I heard from someone else that one of the familiar national reporters worked on a crossword puzzle during much of the President’s speech.

I remember that President Reagan’s speech was primarily an uplifting one geared to the students, but he briefly referred to some national or international event, and that was all the White House correspondents referred to that night on the national TV news. But they did add that he had made the comment while speaking to some high school graduating seniors in Chattanooga.

I remember President Reagan had a really friendly manner in his speaking style, and I mentioned that to city editor Julius Parker when I returned to the paper. Mr. Parker remarked something like, “Sure he does. That is why they call him the Great Communicator.”
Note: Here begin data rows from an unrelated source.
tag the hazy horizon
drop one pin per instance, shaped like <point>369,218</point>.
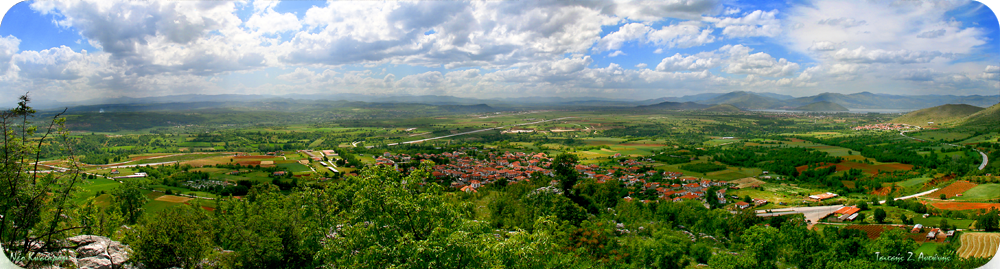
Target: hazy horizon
<point>66,51</point>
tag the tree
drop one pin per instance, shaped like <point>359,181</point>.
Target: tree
<point>879,215</point>
<point>129,200</point>
<point>178,236</point>
<point>34,209</point>
<point>989,221</point>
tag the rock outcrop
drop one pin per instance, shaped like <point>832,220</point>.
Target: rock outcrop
<point>86,252</point>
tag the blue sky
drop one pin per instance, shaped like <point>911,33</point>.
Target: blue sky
<point>81,49</point>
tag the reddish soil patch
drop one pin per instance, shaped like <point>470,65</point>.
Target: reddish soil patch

Cindy and I tried to call some other people who had attended the luncheon and ended up putting together a good story. For example, I located Central High School class president David Babb, who had sat by the President during the meal, and he remarked that the President had put the students at ease.

All the reports were that the President was quite congenial during the lunch and was talking so much he hardly had time to finish his meal – other than his dessert.

Twenty students and five teachers ate with him from the county school system (before the merger), while 18 students and seven teachers took part from the city schools.

Among those Cindy and I interviewed for the story were Red Bank student body president Lisa Turner, Jacqueline Boston and Mike Lyle from Kirkman, Jr. ROTC student David Loftis and Dena Newberry from Soddy-Daisy, valedictorian James Bevill from East Ridge, and teachers Pam Rector from Red Bank and Allene Ward from Brainerd.

Retired teacher Eloise Gann from Soddy Daisy Elementary also attended and was quoted.

One person also had sat at a table with McCallie School graduate Howard Baker, who was then the President’s chief of staff. He had come along with Labor Secretary Bill Brock, formerly of Lookout Mountain, and Education Secretary William Bennett.

Tom Griscom, then the White House director of communications and later the editor of the Chattanooga Times Free Press, was also heavily involved in the trip, I believe.

Later that night, I remember excitedly watching and recording all the local and national newscasts regarding the visit – including the local story on some Krystal meals being loaded onto Air Force One for the President and others to enjoy on the flight back to Washington.

By that time, I was emotionally filled up and satisfied as well from a memorable day.